460 Millionen Euro für Substanzsicherung

Unter dem Stichwort "Verdichtete Sanierung" haben die Fachleute nun einen Maßnahmenkatalog von 17 verschiedenen erforderlichen substanzerhaltenden Sanierungsmaßnahmen erarbeitet - von Instandhaltungen der Fenster, Fassaden und Dächer über die Erneuerung der elektrischen Leitungen bis hin zu Brandschutzmaßnahmen. Ein Schwerpunkt ist natürlich auch die ganztägige Betreuung. Die Bandbreite der erforderlichen Investitionen beträgt pro Schulstandort von 0,2 bis 7,6 Millionen Euro.

110 Millionen Euro für zusätzliche Sanierungsprojekte

Neben der Substanzerhaltung der Pflichtschulbauten werden für zusätzliche Projekte (Sanierung von Turn- und Physiksälen oder Lehrküchen, Erneuerung schadhafter Böden, Instandsetzung der Außenanlagen und Spielgeräte, Umwidmung von Klassenräumen) im Zeitraum 2008 bis 2017 zusätzlich 110 Millionen Euro investiert.

"Damit werden in Wien in den nächsten zehn Jahren insgesamt rund 570 Millionen Euro für 220 Wiener Volks-, Haupt- und Sonderschulen und Polytechnische Schulen aufgewendet. Den Bezirken wird damit ein Angebot in der Höhe von zusätzlich rund 228 Millionen Euro aus dem Zentralbudget gemacht. ZUSÄTZLICHE 33 Millionen Euro sind für zentrale Maßnahmen vorgesehen", erklärt Laska.

Vizebürgermeisterin Grete Laska: "Es freut mich, dass es gemeinsam mit dem Finanzressort des Hauses gelungen ist, dieses Schulpaket zu schnüren - mit dieser langfristigen Investition, an der sich Stadt Wien und die Bezirke beteiligen werden, machen wir die Wiener Schulen für die nächsten Jahrzehnte fit! Die inhaltlichen Maßstäbe, die Wien bildungspolitisch immer gesetzt hat, sind damit auch infrastrukturell abgesichert."

Die Umsetzung des Maßnahmenpakets, dessen Machbarkeit je nach Dringlichkeit im Zusammenhang mit bautechnischen aber auch mit schulorganisatorischen Parametern zu sehen ist, bedingt baulich und organisatorisch eine zentrale Steuerung, die durch ein Projektteam erfolgen wird. Für 2007 gibt es Unterstützung für bereits budgetierte Projekte in der Höhe von 8,5 Millionen Euro.

Wien macht Schule

Die MA56 zeichnet als größter Schulerhalter Österreichs auf Landes- und Gemeindeebene für 380 Schulen in 310 Gebäuden verantwortlich. Damit verwaltet sie Räumlichkeiten für fast 110.000 SchülerInnen und über 11.000 Lehrkräfte.

Neben dem oben beschriebenen Schulpaket bleibt die laufende Instandhaltung von Schulen grundsätzlich im Rahmen der Dezentralisierung als Aufgabe der Bezirke aufrecht. D.h. die Bezirke wenden in diesen zehn Jahren für Gebrechensbehebungen und andere Instandhaltungsmaßnahmen im Bereich Telefonie, Haustechnik, Beleuchtung, Türen usw. weitere rund 200 Millionen Euro auf.
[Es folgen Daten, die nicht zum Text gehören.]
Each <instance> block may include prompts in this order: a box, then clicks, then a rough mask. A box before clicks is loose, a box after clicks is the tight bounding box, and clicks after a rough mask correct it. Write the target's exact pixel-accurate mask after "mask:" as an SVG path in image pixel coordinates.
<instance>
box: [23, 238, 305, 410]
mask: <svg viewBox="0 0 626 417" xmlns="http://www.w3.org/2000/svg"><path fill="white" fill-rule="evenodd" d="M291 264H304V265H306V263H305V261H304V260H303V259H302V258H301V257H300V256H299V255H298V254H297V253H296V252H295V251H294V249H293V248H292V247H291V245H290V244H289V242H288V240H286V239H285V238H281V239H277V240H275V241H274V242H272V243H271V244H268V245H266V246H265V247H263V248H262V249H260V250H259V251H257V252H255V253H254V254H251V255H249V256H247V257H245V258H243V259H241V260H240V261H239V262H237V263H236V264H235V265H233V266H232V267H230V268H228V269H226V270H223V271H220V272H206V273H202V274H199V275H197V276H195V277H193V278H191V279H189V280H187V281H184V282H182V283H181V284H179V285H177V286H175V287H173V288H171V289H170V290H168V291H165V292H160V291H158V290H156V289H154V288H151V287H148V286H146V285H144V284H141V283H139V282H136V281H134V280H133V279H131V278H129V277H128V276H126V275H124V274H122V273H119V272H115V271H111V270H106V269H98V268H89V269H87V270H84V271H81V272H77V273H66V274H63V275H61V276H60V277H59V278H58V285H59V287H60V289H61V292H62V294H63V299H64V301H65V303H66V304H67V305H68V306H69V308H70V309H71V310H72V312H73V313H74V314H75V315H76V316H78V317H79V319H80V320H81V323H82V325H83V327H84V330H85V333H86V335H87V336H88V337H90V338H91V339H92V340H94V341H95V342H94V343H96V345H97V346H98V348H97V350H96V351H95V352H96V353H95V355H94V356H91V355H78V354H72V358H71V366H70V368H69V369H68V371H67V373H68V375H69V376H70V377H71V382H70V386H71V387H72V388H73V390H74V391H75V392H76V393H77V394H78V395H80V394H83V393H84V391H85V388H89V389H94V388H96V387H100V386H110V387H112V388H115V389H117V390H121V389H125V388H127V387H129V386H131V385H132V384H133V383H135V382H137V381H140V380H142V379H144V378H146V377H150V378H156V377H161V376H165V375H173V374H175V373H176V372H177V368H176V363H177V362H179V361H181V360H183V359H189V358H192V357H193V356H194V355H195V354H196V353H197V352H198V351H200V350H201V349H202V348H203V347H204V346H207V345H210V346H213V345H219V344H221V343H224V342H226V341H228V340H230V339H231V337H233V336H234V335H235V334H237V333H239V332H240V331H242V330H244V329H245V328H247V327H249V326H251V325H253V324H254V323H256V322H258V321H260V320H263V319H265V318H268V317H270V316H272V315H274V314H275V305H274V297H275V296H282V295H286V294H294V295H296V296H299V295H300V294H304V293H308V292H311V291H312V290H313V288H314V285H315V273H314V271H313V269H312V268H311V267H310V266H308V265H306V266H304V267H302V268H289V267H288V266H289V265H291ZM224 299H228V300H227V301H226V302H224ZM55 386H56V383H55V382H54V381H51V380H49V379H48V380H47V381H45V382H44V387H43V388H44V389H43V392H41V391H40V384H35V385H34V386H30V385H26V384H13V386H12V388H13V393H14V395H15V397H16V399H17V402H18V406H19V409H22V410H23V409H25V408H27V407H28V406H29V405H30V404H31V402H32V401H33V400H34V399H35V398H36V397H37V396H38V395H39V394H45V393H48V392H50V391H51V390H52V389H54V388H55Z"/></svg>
Darüber hinaus investiert die Stadt zentral Sanierungen für Berufsschulen sowie für Schulneubauten und für die Entwicklung neuer zukunftsträchtiger Modelle wie etwa das Campus-Modell. Eine Erprobung findet bereits im Schuljahr 07/08 in vier Wiener Volksschulen statt. Im Rahmen der Tagesbetreuung soll ein niederschwelliges Angebot mit den Schwerpunkten Bewegung, musikalische und gestaltende Kreativität umgesetzt werden. In künftigen Schulbauten wird das Campus-Modell auch baulich und organisatorisch optimal verwirklicht - der Baubeginn für das Pilotprojekt einer bereits multifunktional geplanten Bildungseinrichtung für 0- bis 10-Jährige ist für Juli 07 im Rahmen der Stadtentwicklung Monte Laa vorgesehen. Die Kombination aus einer 16-klassigen Volksschule mit Unterricht und Freizeit in verschränkter Form, einem 10-gruppigen Kindergarten, einer zentralen Verpflegungseinrichtung sowie einer gemeinsamen Freizeitstruktur mit unterschiedlichen Freizeit- und Sportangeboten wird Kindern künftig noch bessere Entfaltungsmöglichkeiten bieten und dient als Grundlage für künftige Planungen im Bildungsbereich.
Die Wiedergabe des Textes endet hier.